Funding Acknowledgements Type of funding sources: None. Background Training-induced cardiac remodelling is usually accompanied by a harmonic and symmetric adaptation of cardiac chambers. Mild aortic enlargement may be a consequence of intense training, although even the definition of aortic dilatation, particularly in athletes and tall athletes, is sometimes challenging. It is therefore essential to early identify competitive athletes with aortic dilatation to manage this condition appropriately. Purpose This study aimed to test a new parameter for the definition of aortic dilatation in competitive athletes, assessing the balancing cardiac remodelling in athletes through the ratio between the aortic diameter and left ventricular (LV) diameter. Methods Competitive athletes were compared with sedentary subjects and with patients with known aortic dilatation. 1901 subjects who underwent echocardiography from 2019 to 2022 were retrospectively enrolled: 993 athletes (74% males, mean age 26±7 years), 410 sedentary (74.1% males, mean age 29±11 years) and 498 patients with aortic dilatation (74.3% males, mean age 56±7 years). Results Patients with aortic dilatation had both an absolute (39.2±2.4 mm) and indexed (19.4±2.2 mm/m2) aortic diameter larger than athletes (30.6±3.2 mm; 16.1±1.5 mm/m2) and sedentary subjects ( 30.5±3.1 mm; 16.5±1.6 mm/m2), with no statistically significant differences between athletes and sedentary subjects. The ratio between the aortic diameter and LV end-diastolic diameter was lower in athletes (0.59 ± 0.06), compared to sedentary subjects (0.65 ± 0.05) and to patients with aortic dilatation (0.81 ± 0.06). The latter had a significantly higher value than the remaining groups (p <0.05).
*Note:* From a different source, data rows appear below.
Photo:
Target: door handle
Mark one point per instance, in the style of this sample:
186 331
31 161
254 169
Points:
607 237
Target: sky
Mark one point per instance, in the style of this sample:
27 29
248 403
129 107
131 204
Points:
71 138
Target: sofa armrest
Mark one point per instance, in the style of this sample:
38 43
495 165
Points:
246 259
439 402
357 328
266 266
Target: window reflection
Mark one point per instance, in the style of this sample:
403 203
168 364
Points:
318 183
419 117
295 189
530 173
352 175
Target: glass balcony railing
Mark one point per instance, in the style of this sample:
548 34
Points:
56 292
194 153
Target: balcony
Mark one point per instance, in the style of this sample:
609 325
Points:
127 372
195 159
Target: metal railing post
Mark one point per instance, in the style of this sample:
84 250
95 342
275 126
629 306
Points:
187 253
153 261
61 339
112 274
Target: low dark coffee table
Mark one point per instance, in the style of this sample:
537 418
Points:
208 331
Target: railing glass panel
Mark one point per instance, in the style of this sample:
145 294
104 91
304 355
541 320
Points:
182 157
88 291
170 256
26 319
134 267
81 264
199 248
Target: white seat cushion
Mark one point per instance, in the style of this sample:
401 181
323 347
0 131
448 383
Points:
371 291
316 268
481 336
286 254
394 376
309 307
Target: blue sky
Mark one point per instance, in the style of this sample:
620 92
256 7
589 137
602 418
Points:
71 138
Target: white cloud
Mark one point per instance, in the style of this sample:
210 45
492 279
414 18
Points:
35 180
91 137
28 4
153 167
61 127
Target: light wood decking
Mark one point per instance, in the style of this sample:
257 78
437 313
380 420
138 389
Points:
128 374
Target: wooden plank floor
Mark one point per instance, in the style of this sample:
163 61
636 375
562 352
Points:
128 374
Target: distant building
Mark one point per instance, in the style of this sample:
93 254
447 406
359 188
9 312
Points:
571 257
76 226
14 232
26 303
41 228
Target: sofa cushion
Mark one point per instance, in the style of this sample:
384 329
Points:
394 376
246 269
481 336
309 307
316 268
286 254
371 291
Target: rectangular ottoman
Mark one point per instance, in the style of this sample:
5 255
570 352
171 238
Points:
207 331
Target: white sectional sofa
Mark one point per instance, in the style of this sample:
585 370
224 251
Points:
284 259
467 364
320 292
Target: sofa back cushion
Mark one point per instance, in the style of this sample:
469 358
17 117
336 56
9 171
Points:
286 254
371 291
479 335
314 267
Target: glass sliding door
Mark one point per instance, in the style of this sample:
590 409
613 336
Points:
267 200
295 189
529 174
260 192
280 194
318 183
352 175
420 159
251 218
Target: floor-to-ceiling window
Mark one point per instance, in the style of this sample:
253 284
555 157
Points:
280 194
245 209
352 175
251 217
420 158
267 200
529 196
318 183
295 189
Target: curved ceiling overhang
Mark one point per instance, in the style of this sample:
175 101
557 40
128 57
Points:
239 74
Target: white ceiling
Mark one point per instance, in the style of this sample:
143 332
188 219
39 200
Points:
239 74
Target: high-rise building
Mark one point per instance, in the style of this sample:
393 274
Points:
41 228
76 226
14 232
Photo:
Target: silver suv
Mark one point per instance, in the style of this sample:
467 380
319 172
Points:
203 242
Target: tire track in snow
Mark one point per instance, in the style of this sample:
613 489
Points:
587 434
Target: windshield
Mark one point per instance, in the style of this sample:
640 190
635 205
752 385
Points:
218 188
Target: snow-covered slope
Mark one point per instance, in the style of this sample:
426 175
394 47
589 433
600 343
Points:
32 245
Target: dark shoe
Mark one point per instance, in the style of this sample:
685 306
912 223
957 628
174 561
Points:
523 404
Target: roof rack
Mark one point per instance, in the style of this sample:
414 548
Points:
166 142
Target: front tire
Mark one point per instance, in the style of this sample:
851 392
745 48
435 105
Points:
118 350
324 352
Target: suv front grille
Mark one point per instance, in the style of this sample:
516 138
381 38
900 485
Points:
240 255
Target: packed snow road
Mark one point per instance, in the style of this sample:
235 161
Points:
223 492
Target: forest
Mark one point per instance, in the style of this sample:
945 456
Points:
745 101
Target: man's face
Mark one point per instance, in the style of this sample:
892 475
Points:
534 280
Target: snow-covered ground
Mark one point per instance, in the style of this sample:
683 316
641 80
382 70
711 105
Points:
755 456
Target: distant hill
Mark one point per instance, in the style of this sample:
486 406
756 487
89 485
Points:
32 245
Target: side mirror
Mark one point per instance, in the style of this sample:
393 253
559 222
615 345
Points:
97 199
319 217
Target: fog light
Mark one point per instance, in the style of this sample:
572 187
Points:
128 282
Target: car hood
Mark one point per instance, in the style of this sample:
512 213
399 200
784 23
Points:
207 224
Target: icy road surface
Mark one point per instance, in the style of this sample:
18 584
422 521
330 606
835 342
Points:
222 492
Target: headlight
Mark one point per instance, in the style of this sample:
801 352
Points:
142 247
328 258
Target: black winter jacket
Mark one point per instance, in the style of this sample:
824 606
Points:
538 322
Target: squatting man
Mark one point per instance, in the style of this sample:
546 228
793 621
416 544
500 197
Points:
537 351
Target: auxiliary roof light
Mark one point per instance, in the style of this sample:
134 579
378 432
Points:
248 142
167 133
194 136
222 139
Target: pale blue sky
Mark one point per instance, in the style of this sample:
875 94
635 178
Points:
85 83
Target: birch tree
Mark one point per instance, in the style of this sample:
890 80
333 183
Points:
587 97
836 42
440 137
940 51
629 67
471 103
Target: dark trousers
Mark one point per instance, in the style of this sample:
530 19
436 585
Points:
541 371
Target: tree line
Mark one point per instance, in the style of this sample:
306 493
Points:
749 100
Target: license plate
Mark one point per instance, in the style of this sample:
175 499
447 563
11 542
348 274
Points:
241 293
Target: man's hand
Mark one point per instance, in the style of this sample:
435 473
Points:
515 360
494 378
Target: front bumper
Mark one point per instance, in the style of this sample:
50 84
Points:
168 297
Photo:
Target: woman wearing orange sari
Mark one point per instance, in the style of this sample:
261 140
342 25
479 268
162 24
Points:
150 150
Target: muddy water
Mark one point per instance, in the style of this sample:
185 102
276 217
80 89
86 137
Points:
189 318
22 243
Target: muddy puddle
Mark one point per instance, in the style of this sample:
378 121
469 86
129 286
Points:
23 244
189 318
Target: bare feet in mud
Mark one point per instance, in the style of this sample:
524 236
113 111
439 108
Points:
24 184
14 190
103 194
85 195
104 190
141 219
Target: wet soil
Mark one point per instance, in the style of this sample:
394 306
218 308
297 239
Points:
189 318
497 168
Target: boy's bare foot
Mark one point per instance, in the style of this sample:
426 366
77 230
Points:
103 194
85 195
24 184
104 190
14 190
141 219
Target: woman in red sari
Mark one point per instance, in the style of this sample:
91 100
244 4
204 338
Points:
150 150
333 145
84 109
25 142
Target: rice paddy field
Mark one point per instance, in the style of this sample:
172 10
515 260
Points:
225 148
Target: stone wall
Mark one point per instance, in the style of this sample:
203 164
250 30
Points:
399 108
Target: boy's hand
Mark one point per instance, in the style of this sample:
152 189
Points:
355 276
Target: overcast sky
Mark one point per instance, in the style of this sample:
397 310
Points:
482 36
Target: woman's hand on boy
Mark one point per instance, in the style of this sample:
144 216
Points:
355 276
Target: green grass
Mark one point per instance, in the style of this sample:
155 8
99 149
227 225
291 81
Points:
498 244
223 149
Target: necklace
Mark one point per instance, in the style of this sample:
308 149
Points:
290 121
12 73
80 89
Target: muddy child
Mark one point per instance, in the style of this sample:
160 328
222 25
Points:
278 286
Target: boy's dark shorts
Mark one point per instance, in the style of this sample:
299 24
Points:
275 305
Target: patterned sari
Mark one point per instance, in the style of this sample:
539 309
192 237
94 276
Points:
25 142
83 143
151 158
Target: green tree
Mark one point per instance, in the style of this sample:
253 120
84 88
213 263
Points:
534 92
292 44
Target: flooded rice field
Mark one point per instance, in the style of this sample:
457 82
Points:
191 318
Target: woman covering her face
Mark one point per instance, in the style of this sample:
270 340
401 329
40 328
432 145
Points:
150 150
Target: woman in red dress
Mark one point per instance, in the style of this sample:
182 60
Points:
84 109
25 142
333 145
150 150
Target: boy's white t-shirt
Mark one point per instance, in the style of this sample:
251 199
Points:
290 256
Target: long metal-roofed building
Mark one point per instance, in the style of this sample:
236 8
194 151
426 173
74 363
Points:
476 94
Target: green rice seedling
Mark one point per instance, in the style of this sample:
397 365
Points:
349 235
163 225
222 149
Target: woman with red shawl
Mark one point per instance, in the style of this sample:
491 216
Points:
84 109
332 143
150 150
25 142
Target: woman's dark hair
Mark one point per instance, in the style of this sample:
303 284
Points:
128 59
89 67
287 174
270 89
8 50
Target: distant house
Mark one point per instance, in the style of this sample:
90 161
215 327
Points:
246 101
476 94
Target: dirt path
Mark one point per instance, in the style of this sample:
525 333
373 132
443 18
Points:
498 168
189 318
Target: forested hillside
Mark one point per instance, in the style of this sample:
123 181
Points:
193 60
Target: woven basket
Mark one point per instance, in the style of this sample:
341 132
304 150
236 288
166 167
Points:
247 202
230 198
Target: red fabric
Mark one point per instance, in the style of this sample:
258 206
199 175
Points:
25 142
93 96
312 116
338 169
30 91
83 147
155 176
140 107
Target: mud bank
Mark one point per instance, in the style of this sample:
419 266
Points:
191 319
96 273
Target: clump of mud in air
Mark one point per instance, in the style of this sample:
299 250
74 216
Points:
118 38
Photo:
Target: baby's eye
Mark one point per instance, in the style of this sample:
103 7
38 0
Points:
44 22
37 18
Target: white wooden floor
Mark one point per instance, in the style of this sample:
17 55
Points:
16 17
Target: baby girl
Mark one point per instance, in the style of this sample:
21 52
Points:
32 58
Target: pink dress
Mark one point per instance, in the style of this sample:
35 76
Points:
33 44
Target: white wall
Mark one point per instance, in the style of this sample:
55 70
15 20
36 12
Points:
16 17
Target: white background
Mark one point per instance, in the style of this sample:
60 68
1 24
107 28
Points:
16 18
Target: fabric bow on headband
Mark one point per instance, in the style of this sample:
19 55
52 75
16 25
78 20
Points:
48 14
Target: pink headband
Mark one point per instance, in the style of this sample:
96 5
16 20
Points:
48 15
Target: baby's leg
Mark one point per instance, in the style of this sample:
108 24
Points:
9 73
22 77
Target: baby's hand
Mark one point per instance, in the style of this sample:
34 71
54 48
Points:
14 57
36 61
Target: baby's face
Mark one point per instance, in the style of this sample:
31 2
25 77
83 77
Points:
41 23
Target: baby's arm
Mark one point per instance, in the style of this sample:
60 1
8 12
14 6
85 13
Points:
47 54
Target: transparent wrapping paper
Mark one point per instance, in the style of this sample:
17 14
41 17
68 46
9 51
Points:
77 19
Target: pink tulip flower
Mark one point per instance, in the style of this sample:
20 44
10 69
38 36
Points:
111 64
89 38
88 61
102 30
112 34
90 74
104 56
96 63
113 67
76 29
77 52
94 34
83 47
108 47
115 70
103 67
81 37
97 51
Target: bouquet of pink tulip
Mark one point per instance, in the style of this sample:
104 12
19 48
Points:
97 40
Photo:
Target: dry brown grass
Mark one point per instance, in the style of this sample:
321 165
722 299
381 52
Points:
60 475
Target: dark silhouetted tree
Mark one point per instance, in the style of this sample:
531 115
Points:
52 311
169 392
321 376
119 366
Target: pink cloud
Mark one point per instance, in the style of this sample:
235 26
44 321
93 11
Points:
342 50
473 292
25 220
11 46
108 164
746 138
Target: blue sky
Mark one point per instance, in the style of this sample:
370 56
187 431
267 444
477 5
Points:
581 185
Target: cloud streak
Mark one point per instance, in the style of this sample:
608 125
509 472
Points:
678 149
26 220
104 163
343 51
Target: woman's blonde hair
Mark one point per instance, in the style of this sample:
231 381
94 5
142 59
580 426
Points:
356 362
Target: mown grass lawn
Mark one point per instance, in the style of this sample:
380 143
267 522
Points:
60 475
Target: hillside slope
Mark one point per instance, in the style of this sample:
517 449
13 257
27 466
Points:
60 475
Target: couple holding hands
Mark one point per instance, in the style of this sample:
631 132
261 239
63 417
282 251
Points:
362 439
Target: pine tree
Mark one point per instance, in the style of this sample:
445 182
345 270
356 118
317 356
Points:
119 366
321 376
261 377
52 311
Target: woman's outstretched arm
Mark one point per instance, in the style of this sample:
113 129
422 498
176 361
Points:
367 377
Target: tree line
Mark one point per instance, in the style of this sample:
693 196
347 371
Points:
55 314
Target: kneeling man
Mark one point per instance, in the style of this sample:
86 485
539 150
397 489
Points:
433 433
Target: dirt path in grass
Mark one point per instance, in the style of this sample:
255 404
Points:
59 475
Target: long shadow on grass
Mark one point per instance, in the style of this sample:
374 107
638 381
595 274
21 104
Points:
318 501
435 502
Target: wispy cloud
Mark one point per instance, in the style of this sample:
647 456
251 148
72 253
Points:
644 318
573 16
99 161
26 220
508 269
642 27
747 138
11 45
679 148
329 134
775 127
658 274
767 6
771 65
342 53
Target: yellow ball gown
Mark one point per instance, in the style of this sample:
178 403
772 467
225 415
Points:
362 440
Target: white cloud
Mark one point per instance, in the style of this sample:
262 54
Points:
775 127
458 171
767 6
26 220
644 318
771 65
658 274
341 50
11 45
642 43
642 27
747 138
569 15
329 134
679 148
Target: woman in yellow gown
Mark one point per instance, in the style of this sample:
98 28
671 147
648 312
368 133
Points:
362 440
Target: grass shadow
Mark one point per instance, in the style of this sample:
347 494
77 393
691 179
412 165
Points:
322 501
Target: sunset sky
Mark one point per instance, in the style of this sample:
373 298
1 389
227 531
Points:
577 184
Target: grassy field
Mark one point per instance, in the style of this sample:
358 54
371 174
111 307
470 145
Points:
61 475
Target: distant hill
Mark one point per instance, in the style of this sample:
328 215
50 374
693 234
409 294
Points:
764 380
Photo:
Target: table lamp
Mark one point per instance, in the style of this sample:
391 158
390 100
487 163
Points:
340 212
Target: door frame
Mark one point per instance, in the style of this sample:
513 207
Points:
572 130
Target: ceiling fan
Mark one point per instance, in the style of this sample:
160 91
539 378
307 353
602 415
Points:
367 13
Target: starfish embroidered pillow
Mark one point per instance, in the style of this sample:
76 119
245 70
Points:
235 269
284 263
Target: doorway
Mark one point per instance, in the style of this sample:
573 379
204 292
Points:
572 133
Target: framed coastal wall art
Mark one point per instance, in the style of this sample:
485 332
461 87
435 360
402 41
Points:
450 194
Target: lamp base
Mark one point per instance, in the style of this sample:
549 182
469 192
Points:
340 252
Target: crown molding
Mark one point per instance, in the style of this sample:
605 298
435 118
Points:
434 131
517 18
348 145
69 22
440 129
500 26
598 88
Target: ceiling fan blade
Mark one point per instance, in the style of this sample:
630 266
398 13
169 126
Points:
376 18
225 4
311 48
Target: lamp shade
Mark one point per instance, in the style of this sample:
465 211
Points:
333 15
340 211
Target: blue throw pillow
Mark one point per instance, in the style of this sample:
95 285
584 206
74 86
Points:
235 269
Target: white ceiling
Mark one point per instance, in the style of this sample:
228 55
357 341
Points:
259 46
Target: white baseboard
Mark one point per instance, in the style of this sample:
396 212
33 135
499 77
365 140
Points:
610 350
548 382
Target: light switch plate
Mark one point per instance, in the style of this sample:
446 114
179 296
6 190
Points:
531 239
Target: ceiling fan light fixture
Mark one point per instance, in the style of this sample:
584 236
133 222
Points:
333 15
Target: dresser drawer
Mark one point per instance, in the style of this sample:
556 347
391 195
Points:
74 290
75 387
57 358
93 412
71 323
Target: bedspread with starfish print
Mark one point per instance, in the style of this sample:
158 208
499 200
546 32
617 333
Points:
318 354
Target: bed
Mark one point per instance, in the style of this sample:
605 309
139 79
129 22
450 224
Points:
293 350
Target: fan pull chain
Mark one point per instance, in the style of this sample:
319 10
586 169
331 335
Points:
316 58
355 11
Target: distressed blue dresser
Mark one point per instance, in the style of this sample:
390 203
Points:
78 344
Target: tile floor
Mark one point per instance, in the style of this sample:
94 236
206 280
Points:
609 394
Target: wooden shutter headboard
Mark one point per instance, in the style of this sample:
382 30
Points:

The analysis of the ROC curves highlighted that the cut-off of the ratio between the aortic root diameter and LV diastolic diameter was 0.71, with a 96% sensitivity and 99% specificity of detecting a pathological aortic dilatation. Conclusions This study tested a new echocardiographic parameter for the definition of an aortic dilatation in competitive athletes. The ratio between aortic diameter and LV end-diastolic diameter, with a cut off of 0.71, demonstrated a good sensitivity and specificity to differentiate between physiological and pathological remodelling of the aorta.